Laika decouples the semantics of the various markup formats and those of the supported output formats by representing every document in a generic AST between parsing and rendering. This allows to add custom processing logic only operating on the document structure itself, so it can be used with all supported input and output formats unchanged.

This chapter gives a brief overview over the hierarchy of the main base traits for AST nodes as well as short listings for about 80% of available node types.

Trait Hierarchy

All AST nodes extend one of the base traits from the hierarchy as well as optionally various additional mixins.

Providing a rich collection of traits that assist with classification and optional functionality helps with developing generic processing logic that does not need to know all available concrete types. You can, for example, collectively process all BlockContainer or ListContainer nodes without caring about their concrete implementation.

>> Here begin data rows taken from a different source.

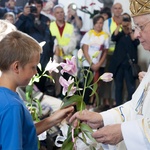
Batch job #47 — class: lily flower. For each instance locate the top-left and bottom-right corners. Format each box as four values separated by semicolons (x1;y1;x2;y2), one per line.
59;76;76;96
78;48;83;60
60;56;77;76
100;72;113;82
45;59;60;73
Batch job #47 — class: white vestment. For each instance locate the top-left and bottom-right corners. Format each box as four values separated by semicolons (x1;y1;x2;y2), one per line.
101;66;150;150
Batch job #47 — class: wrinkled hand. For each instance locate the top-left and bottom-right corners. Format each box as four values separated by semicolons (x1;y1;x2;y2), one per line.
92;124;123;145
50;106;74;124
69;110;103;129
138;71;146;82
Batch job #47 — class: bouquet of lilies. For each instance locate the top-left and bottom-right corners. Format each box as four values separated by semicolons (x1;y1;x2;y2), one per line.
26;49;113;150
55;49;113;150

The traits are not sealed as the model is designed to be extensible.

Base Traits

At the top of the hierarchy the AST contains the following node types:

Element is the base trait of the hierarchy. It extends Product and Serializable and has a single abstract property options: Options. The Options type allows to associate an optional id and a set of style names to a node. The latter can be interpreted differently as hints by various renderers, in HTML they simply get rendered as class attributes for example. Element also includes concrete methods to add or remove ids and style names. Most nodes in Laika's AST extend one of the more concrete sub-traits and not this trait directly.
Block is one of the two major element types in the AST. Block level elements always start on a new line and in markup they often (but not always) require a preceding blank line. They can contain other block or span elements. It is similar to a display: block element in HTML.
Span is the other of the two major element types in the AST. Span elements can start anywhere in the middle of a line or span multiple lines. They can contain other span elements, but no block elements. It is similar to a display: inline element in HTML.
A ListItem can only occur as a child of a ListContainer. See Lists below for a list of available list types.
While most other node types represent content parsed from text markup, a TemplateSpan represents a portion of a parsed template.
The Container sub-hierarchy (explained in the next section) is not mutually exclusive to the base traits like Block or Span. Each container is always also one of the base types, but the mapping is not fixed and therefore not expressed in the hierarchy (e.g. a SpanContainer can be a Span or Block element itself).

Containers

Most element types in the AST are containers.

Container[+T] is the base trait for all container types. It has a single property content: T.
TextContainer is a simple Container[String], a leaf node of the AST. See Text Containers below for a list of concrete types.
ElementContainer[+E <: Element] is a Container[Seq[E]]. It is the base trait for all containers which hold other AST nodes.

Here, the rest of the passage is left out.